The off-road section Extra! highlights the festival’s itinerant character, with a Queer Dance party, a Hammam Disco, and an aperitif with creative entrepreneurs at a former industrial laundry. The European Lab, which was founded in the lap of Nuits Sonores, organises workshops and debates at the ADAM, where people explore new cultural dynamism in the wake of urban and European transformations.
The closing party is in the hands of the DJ of Camion Bazar, which will be parked at Flagey on Sunday afternoon and evening.
BOZAR ELECTRONIC ARTS FESTIVAL
The motto is: multidisciplinary
In keeping with their tradition, the musical zenith of the Bozar Electronic Arts Festival will occur during the last weekend of September.
The organisers have attracted some impressive names, like the American drone master William Basinski, who will be paying tribute to David Bowie, and the Icelandic composer Jóhann Jóhannsson.
But we’re also looking forward to the performances by the Japanese Phew and the Australian Ben Frost. To amp up the anticipation, you can visit the installations of the laureates of the STARTS Prize 2017 or the multidisciplinary exhibition Tendencies. Six female Belgian artists are engaging in dialogue with the latest digital technology.

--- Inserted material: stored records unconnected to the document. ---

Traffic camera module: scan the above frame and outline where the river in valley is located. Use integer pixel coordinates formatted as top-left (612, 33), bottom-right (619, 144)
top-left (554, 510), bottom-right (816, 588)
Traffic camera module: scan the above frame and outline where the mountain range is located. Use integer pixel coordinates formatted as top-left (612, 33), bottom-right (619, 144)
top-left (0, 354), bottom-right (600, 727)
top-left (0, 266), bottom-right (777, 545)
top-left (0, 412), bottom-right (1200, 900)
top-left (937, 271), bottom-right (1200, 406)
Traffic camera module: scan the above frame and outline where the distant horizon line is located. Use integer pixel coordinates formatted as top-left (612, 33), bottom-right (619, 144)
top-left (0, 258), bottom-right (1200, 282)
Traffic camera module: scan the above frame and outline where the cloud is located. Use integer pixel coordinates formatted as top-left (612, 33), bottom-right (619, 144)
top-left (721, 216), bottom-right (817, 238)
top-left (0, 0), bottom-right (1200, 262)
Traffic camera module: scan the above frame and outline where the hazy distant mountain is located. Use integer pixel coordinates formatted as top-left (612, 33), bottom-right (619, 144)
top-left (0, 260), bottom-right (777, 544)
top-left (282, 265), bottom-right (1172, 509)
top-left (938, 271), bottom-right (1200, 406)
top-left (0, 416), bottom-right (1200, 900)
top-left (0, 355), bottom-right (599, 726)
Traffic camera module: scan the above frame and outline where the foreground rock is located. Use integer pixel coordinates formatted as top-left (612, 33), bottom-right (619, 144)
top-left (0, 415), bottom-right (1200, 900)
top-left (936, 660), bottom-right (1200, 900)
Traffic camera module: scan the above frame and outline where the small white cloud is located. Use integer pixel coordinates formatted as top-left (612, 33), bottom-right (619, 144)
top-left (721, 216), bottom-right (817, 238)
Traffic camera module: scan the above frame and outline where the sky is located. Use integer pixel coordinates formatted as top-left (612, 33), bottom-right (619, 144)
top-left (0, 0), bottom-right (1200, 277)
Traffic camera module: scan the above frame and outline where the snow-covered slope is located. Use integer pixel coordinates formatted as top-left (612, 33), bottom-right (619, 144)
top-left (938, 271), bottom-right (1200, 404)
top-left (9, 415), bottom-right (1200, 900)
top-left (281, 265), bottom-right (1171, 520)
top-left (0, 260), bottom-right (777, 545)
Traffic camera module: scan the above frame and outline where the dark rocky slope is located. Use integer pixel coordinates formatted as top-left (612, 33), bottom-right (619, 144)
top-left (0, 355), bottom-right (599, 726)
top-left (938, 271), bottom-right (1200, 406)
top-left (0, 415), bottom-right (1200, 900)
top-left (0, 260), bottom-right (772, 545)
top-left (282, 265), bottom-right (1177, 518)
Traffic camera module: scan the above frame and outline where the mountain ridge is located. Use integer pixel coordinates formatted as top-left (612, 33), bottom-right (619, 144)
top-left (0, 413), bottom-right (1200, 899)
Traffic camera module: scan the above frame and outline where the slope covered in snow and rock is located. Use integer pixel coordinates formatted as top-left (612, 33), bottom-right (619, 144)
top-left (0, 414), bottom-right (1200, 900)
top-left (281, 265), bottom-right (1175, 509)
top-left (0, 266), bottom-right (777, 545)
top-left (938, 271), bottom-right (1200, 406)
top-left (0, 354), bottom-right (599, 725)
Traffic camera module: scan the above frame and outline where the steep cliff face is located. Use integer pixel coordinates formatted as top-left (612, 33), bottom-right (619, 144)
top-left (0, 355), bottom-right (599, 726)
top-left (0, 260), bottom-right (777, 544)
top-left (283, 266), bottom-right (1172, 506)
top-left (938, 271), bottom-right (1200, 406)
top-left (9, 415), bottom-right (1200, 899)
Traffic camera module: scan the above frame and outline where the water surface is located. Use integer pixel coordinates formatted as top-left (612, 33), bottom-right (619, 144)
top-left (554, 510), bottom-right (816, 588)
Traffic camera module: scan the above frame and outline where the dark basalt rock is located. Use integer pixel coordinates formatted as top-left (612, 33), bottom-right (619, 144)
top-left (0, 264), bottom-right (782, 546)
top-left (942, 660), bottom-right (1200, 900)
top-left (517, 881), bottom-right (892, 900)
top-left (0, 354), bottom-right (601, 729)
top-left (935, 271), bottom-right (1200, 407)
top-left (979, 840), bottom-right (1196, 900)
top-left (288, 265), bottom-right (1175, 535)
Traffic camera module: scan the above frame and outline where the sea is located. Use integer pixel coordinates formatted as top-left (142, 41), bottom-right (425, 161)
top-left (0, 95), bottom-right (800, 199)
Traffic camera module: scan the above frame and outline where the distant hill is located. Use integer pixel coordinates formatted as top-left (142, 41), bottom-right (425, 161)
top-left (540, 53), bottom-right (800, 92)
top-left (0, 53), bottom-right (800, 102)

The greatest innovation is that the Estonian exhibition The Archaeology of the Screen is the first in a new space for media art. Bozar Lab will be inaugurated officially during the opening of the Bozar Electronic Arts Festival and it will further explore the link between art and technology. That same evening, an exclusive performance by David Behrman will commemorate the controversial concert that the young American avant-garde collective The Sonic Arts Group played here 50 years ago. At that time, electronic culture had not yet been introduced to the centre.